Of course, it must be said that ERB's critique of modernity is a shallow one, rooted in the escapism of noble savages who are just wholly good or wholly bad. ERB actually seems less interested in the Pellucidaran people than in the multifarious prehistoric animals. ERB gives a lot of attention to describing all the exotic biological features of the fauna: cave-bears, pterodactyls, even a quasi-stegosaur capable of limited glider-flight. There are also a few animal-human hybrids, such as the aforementioned gorilla-men, the Sagoths, and reptile-men, the Horibs, the latter proving to be among ERB's best villains. ERB fills these descriptions with considerable verve and thus gives Tarzan one of his best settings for adventure.

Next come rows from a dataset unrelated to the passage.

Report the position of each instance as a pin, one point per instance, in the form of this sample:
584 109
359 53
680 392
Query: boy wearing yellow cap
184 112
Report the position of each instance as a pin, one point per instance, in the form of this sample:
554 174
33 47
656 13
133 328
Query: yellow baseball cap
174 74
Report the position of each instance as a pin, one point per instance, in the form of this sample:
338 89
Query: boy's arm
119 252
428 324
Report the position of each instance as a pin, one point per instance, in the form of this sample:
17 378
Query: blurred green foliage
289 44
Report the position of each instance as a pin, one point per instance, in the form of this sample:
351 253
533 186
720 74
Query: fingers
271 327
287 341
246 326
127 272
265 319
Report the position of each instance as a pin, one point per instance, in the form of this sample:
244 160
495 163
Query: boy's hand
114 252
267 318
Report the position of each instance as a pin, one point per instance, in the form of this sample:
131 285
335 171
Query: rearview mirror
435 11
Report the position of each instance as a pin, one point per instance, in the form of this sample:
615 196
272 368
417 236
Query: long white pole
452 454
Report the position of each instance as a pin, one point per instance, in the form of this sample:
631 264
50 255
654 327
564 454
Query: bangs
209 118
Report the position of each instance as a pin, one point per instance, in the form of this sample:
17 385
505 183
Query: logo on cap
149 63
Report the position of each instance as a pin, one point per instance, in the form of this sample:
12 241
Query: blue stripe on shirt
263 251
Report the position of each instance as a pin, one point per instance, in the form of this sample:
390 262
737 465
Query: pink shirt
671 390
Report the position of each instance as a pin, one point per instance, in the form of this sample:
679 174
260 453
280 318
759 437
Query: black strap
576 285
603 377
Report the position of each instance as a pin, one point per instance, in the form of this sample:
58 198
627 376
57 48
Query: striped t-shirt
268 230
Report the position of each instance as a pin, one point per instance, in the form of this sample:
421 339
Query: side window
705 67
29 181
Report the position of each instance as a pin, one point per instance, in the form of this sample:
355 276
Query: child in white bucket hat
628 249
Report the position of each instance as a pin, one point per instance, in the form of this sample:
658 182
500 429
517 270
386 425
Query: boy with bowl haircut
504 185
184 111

On a minor note, the novel ends with one member of the dirigible-crew still missing, but this contrivance takes place simply to set up that character's own debut as a starring hero in the 1937 Pellucidar book BACK TO THE STONE AGE, also a very minor crossover since David Innes makes a token appearance therein. Gridley did not appear in this story, but he has another introductory role in the 1932 PIRATES OF VENUS, the first in the "Carson Napier of Venus" series.
ERB didn't seem to pursue crossovers much after this period from 1929 to 1932. But TARZAN AT THE EARTH'S CORE is certainly the best of his crossover works, as well as one of the best of the Tarzan novels.